What controls our sleep pattern?
Sleep is an automatic process and therefore out of our own direct, voluntary control. Whether awake or asleep we are at the mercy of two biological processes: Sleep Homeostasis, commonly known as (1) 'Sleep Pressure'; and (2) The Circadian Rhythm, otherwise known as the 'Body Clock'. These two processes work in harmony to promote good consolidated sleep at night.
Sleep pressure can be thought of as the brains pressure and need for sleep, becoming greater with increasing amounts of time spent awake. In this way, the pressure to sleep is directly related to the amount of time that we have been awake. For example, when we wake-up in the morning after a good night's sleep, we will have a very low sleep pressure or 'need to sleep'. As we continue throughout the day, sleep pressure will begin to accumulate (a bit like an hourglass egg-timer). At the end of a full day, at bedtime, we will have a great amount of pressure to sleep. By going to bed and having another good night's sleep, then sleep pressure will be reset for the start of the next day.

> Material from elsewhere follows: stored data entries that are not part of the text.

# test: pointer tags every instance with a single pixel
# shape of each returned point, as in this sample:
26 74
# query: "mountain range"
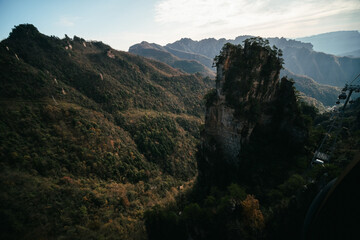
340 43
90 136
316 74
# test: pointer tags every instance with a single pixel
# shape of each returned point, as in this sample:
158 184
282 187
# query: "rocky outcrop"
249 101
240 90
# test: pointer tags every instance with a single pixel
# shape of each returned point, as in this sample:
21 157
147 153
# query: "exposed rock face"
245 86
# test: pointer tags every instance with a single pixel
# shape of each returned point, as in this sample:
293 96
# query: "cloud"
247 14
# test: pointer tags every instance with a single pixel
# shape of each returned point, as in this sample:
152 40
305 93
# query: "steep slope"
90 137
300 58
254 132
335 43
161 54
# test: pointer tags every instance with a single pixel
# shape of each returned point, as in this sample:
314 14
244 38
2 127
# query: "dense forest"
102 144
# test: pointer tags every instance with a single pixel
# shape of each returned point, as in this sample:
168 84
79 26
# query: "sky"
122 23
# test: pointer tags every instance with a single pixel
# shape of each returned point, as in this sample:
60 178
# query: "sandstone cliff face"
247 86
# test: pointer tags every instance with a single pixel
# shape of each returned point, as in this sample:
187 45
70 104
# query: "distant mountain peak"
24 31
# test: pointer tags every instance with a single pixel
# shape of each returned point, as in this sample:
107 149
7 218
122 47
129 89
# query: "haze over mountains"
341 43
316 74
90 136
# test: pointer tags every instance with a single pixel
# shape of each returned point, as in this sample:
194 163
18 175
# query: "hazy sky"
122 23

The Circadian Rhythm (Body clock) is an internally generated biological rhythm that allows a number of processes to rise and fall over the twenty four hour period. Commonly, its effects are mostly realized with jet lag when one travels through many different time zones rapidly. This is when the circadian rhythm is out of synchrony with the new environment and can take a number of days to go back to normal.
In a good sleeper, who is in-synch with the environment, the circadian rhythm will naturally rise in the early morning, promoting wakefulness and alertness – this is sometimes known as the alerting force. As the day continues, the circadian rhythm will promote wakefulness until it reaches a peak at about midday. After this time, the circadian rhythm will start to dip. This initial fall is known as the 'post lunch dip' (you may be familiar with greater feelings of sleepiness after lunch) and as a time for a siesta in other cultures. As we continue through the day, the circadian rhythm continues to fall and does not promote as much arousal as before. With the onset of bedtime and sleep, the circadian rhythm drops to the lowest level and helps to maintain sleep. In this way, sleep pressure is very high, while the alerting effect of our body clock is low, creating the optimal opportunity to sleep.
After this low point, the circadian rhythm will then rise again in anticipation for the next day. The body clock is difficult to manipulate and may be disrupted in a number of poor sleep conditions.